1

I've been trying to use Puppeteer to download PDF files from a specific website but how do I get it to download all the files for example:

A file on the website is like example.com/Contents/xxx-1.pdf A second file on the website is like example.com/Contents/xxx-2.pdf

How can I use puppeteer to download the file contents automatically by trying for each number added?

Vuk
  • 37
  • 1
  • 7
  • Does this answer your question? [How to download file with puppeteer using headless: true?](https://stackoverflow.com/questions/49245080/how-to-download-file-with-puppeteer-using-headless-true) – Aidan Dec 12 '21 at 09:48
  • I did try checking that but unfortunately not, the website I require documents has PDF files in a specific folder examples /Contents/Thesis1.pdf and /Contents/Thesis2.pdf I'm trying to use Puppeteer to automatically add the sequential number and download the PDF to my computer, do you know a solution for that? – Vuk Dec 12 '21 at 10:00
  • is there any kind of DRM that is preventing you from just using http/https libraries? – Aidan Dec 12 '21 at 10:01

1 Answers1

0

I've made a function that given a function with an index as parameter, returns the url of the pdf to download and a count that limits the downloads, it tries to download the pdf.

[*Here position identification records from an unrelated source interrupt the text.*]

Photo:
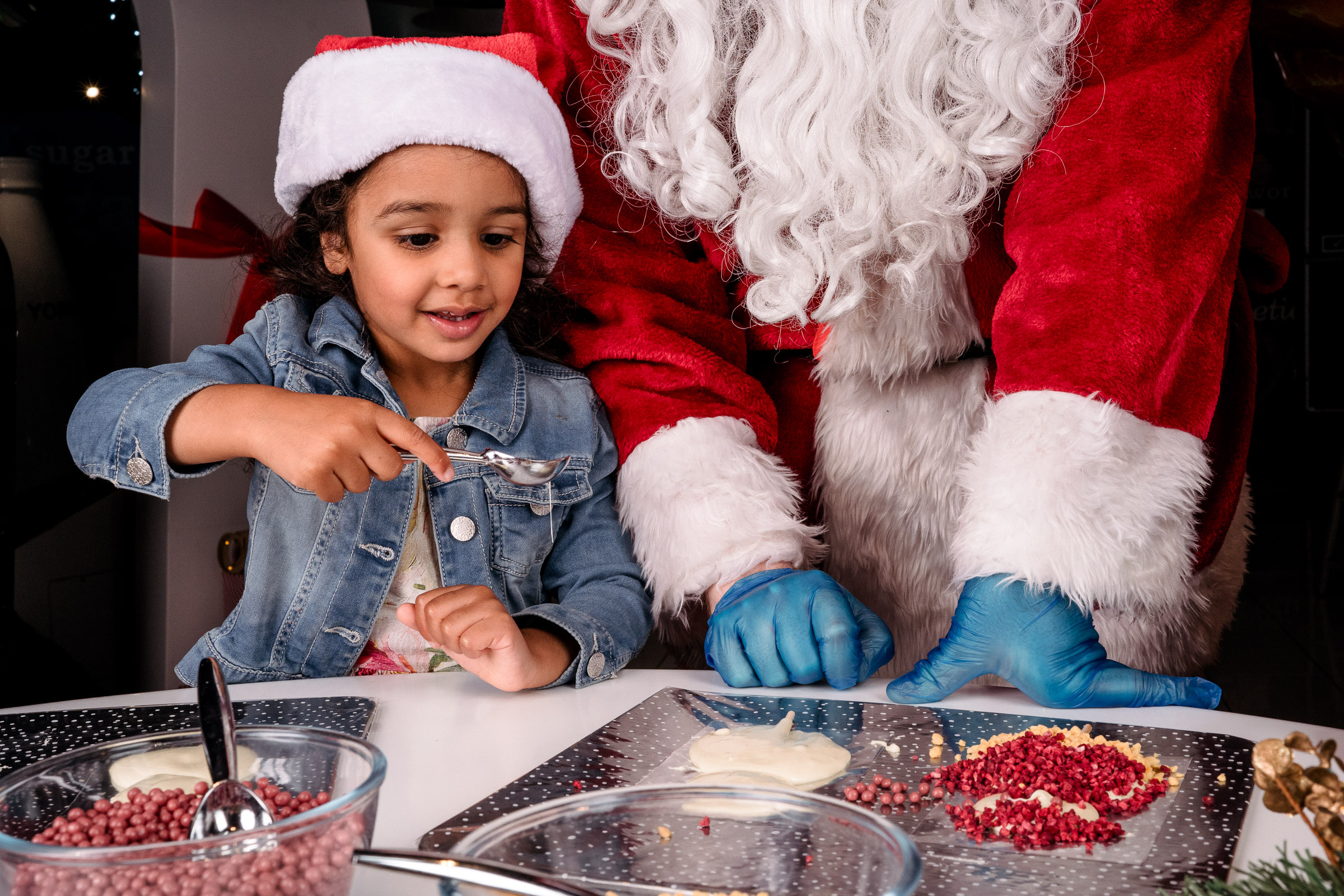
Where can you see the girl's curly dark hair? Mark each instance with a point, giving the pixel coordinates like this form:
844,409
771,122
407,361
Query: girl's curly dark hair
295,265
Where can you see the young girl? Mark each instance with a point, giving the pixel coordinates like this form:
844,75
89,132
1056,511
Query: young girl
432,186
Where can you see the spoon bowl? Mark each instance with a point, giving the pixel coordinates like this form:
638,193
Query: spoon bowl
226,809
519,470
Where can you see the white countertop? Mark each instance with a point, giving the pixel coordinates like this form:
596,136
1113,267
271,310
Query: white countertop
452,739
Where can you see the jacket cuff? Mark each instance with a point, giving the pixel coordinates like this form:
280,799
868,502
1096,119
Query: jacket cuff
1069,492
704,504
599,657
142,429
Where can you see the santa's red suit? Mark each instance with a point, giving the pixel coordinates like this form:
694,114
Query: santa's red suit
1061,390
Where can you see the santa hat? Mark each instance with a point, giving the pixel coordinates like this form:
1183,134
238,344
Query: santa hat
362,97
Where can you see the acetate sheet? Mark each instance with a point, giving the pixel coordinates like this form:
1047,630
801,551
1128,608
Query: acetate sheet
1174,837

const puppeteer = require('puppeteer');


downloadFiles((i) => `example.com/Contents/xxx-${i}.pdf`, 20);

async function downloadFiles(url, count) {
    const browser = await puppeteer.launch({
        headless: false,
        args: ['--no-sandbox', '--disable-setuid-sandbox']
    });
    const page = await browser.newPage();
    for (let i = 0; i < count; i++) {
        const pageUrl = await url(i);
        try {
            await page.goto(pageUrl);
            await page.pdf({
                path: `pdf-${i}.pdf`,
                format: 'A4',
                printBackground: true
            });
        } catch (e) {
            console.log(`Error loading ${pageUrl}`);
        }
    }
    await browser.close();
}